The board meets Thursday nights and schedules public hearings several weeks in advance, making March 3 the next available date on the calendar, Budrow said at the hearing on Thursday. But the board opted for a Saturday morning to give them more time to deliberate and to avoid a further continuation.
“It’s important to keep this fresh in everyone’s mind,” Budrow said Monday, adding that she has been “inundated” with additional material.
The turbines at the town’s wastewater treatment facility on Blacksmith Shop Road have been a source of controversy since they were installed. Neighbors have complained about health effects from their operation and have used a number of avenues to try to shut them down, while the town has warned of dire financial consequences should either device be deactivated.
The town is applying for the permit on the 397-foot-tall turbine known as Wind 1 five years after it began spinning, after the state’s Appeals Court ruled last year that the machine, which helps power the treatment plant, should have received a permit before it was constructed. Building Commissioner Eladio Gore had ruled that since the turbines are owned by the town and were installed on town land, zoning laws didn’t apply.
While the special permit application process is under way, Wind 1 is shut down per a cease-and-desist order issued by the zoning board against the town.
Last week, attorneys for the neighbors fighting to shut down both turbines and the town presented their final arguments to the zoning board.

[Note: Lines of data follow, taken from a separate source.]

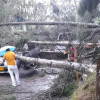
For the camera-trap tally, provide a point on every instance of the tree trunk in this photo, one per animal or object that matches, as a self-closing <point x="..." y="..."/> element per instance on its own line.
<point x="64" y="43"/>
<point x="90" y="25"/>
<point x="83" y="68"/>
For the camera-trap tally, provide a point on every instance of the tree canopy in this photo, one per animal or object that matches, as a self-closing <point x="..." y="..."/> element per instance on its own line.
<point x="87" y="5"/>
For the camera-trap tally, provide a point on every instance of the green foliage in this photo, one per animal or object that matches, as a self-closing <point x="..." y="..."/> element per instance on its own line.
<point x="66" y="91"/>
<point x="20" y="42"/>
<point x="87" y="5"/>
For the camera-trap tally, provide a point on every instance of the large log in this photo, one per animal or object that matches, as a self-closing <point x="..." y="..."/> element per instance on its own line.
<point x="90" y="25"/>
<point x="64" y="43"/>
<point x="59" y="64"/>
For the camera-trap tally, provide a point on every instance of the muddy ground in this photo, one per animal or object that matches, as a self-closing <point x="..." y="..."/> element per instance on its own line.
<point x="30" y="85"/>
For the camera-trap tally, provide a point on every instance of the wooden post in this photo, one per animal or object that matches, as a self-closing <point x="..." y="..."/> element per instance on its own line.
<point x="98" y="79"/>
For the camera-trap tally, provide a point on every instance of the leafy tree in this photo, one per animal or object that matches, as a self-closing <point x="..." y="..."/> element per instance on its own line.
<point x="87" y="5"/>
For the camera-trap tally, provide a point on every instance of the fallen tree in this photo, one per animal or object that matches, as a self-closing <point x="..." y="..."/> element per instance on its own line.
<point x="83" y="68"/>
<point x="64" y="43"/>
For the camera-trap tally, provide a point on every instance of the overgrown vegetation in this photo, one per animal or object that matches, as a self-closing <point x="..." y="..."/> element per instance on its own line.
<point x="87" y="89"/>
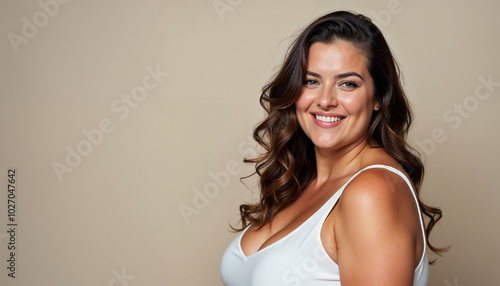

“I’m not looking for two votes to deny. Two votes to deny would be sufficient because a super majority is needed,” said Christopher Senie, one of two lawyers representing neighbors of the turbines. “I’m looking for a consensus. I’m looking for a consensus that we reset wind energy in Massachusetts.”
The Falmouth turbines have caused problems for wind turbine projects across the state, he said, leaving local boards unsure of how to proceed because of concerns over appropriate setbacks for the devices.
“The way out of this mess is not to force Wind 1 into a special permit with conditions that don’t work,” he said.
Diane Tillotson, a Boston lawyer who was hired as special counsel in wind turbine matters for the town, said the turbine’s benefits outweigh its drawbacks, which she said were “relatively minor” and could be controlled.
“This turbine promotes clean energy. It is fiscally and financially economically feasible,” she said. “It reduces carbon and gas emissions. … This board and this town have been very forward thinking at looking at the benefits that can be provided and made very clear decisions to site the turbine and power the wastewater plant with clean, renewable energy.”